I worked for a high-end boarding kennel in central CT. They liked to bill themselves as a resort for your dogs, a real luxury hideaway for Fido when you’re in Key West. Not surprisingly, they weren’t. Just the same as other kennels - cement runs, regular food (as opposed to the “gourmet food” they wrongly advertised, too many pets & not enough staff to give the “personalized attention” they claimed. There was also a hideous manager woman who was a massive control freak about the animals. I saw her pick a midsize spaniel up by his ears and shake him because he growled at her. Yeah, I get pack rank and dominance training, but that’s completely over the top, and not exactly in line with their luxury front.
They also piped in music, usually Lite Rock, throughout the place. For the animals.

One of the jobs that had to be done daily was cleaning every run, inside & out, which took many, many hours as there were about 100 runs in a giant T-shaped complex. During the winter, cleaning the outdoor runs meant donning unlined Wellies, jacket & gloves, arming yourself with an ice-chopper and hot water hose, and going from run to run, chipping the frozen turds and diarrhea from the cement before washing it into the runoff trough with the hot hose. You might think that frozen dog shit doesn’t smell very bad, but that hot hose cooked it up to the perfect temp to steam the poop smell right into your nostrils, even when it was 10 degrees out.
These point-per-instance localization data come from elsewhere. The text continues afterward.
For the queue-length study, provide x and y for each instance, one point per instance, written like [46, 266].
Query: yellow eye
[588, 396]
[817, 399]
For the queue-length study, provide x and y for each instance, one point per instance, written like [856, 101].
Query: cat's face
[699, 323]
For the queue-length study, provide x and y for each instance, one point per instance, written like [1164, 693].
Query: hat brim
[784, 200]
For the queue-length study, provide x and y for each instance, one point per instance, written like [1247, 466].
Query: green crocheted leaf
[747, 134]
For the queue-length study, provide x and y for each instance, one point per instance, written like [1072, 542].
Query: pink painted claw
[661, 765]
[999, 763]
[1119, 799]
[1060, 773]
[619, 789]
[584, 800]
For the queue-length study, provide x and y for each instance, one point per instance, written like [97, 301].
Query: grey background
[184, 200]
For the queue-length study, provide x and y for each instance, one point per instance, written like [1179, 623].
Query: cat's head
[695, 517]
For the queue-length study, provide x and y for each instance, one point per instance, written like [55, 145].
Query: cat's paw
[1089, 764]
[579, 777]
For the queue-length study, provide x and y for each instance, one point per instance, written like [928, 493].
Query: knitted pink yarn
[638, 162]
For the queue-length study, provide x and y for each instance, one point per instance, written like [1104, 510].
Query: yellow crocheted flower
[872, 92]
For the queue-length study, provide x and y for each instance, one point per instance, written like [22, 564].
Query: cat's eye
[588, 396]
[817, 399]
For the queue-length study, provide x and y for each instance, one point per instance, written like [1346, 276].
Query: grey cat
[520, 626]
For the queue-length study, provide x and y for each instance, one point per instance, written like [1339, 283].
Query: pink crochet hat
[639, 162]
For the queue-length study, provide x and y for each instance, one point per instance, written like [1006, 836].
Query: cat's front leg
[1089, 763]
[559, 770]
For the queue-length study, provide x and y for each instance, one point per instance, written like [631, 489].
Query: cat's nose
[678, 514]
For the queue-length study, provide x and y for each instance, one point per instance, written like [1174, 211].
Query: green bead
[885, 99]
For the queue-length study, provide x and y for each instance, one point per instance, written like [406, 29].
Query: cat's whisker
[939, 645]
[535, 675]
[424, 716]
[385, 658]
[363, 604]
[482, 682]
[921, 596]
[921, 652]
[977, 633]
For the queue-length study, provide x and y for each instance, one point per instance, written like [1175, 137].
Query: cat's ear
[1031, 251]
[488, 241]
That song by Billy Vera, “At This Moment” was getting a lot of airplay at the time, and I still think of it as The Frozen Dog Shit Song.
*WHAT do you think
I would give at this moment
When you stand here before me
With tears in your eye-hi hiiies…*Phew, poop.

Another former corn detassler chiming in. I did it one summer when I was in middle school. Hated it. Got corn rash all over my forearms (I’d wear a flannel shirt in the mornings, but generally took it off when it warmed up), got my shoes filled with mud (had to throw away all the sock I wore on that job), worked rain or shine.

And our boss was a major douchebag who got off on bullying his teenaged workers. I got fired after telling him, among other things, to go fuck himself.